Skepticism over Clustering and Mirroring as Backup and Recovery Solutions

I recently came across a control in a client’s processes that threw up a red flag and will definitely get a bit more attention from me during our audit. The control mentioned Clustering and Mirroring as part of their Backup and Recovery solution:

Control Statement:
Data mirroring is implemented at the primary data center for backup and recovery. Virtual Machines are hosted on clustered Hosts. The backup management tool is configured to perform backups per the defined backup policies and procedures.

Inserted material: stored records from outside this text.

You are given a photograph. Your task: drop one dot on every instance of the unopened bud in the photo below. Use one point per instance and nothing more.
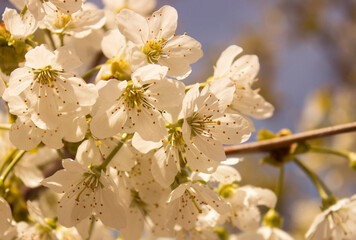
(272, 219)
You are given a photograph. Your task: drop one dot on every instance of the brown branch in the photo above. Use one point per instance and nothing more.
(282, 142)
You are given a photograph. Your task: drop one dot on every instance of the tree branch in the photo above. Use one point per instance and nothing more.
(281, 142)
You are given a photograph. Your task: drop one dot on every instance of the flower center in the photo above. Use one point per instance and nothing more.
(120, 69)
(62, 20)
(134, 98)
(153, 50)
(201, 125)
(45, 76)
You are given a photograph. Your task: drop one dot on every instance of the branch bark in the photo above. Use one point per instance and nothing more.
(282, 142)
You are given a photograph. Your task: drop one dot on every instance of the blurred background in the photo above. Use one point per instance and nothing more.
(307, 52)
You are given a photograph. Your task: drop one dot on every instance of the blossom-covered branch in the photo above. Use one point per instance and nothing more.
(285, 141)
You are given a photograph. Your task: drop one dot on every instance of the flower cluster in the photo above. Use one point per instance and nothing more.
(143, 152)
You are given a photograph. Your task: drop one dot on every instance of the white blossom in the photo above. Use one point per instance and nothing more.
(156, 38)
(206, 127)
(244, 201)
(79, 24)
(40, 8)
(134, 105)
(112, 7)
(187, 199)
(20, 26)
(43, 92)
(7, 230)
(85, 193)
(242, 72)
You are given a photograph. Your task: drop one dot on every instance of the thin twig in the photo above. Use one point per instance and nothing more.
(281, 142)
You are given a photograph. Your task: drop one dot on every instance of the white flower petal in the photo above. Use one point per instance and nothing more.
(163, 23)
(133, 26)
(225, 60)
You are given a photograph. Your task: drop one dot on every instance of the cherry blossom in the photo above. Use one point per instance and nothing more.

In this post, I will describe what Clustering and Mirroring are and explain the reasons why they are not suitable Backup and Recovery options (in many cases). In the case of the control above, the auditor should investigate to verify that proper backup and recovery solutions are in place, or if the control simply needs to be re-worded to better represent the recovery and backup solutions in place.

After reading this post, the auditor or IT manager will have a better understanding of the technologies and how they best fit into the IT operations of the organization.

What is Clustering and Mirroring?

Clustering and Mirroring are “High Availability” solutions. In information technology, high availability refers to a system or component that can quickly recover from a failure. (read more)

Clustering and Mirroring make it possible to achieve very short Recovery Time Objectives (RTO) and Recovery Point Objectives (RPO).

Clusters are a collection of IT components (e.g. servers and virtual machines, routers, network switches, hard disks) that are configured to operate as if they were a single component. This allows for uninterrupted access to the service being provided in the event of the failure of a ‘node’ in the cluster.

Cluster

Mirroring is the replication of one disk to separate hard disks in real time. A popular implementation of mirroring that might be implemented on a personal computer is RAID 1 (Redundant Array of Inexpensive Disks Level 1).

Mirroring

Considerations for the Auditor

Let’s assess the high level issues with using clustering and mirroring as part of a Backup and Recovery solution.

Clustering as a Recovery Solution

While clustering offers a higher degree of availability in the event of a system or component failure, typically the nodes that comprise a cluster reside in the same geographic location (i.e. clustered routers sit in the same rack within the same data center), resulting in the data center being a single point of failure.

Further, in the case of clustered Virtual Machines, all the nodes that comprise a Cluster might reside on a single Host (the physical server that hosts all the Virtual Machines), resulting in the Host being a single point of failure.

Unless WAN Clustering or GeoClustering (i.e. clusters whose nodes are geographically dispersed) is implemented, clustering is not a suitable recovery solution.

Mirroring as a Backup Solution

While Mirroring and Backup involve making copies of data, the two should not be confused.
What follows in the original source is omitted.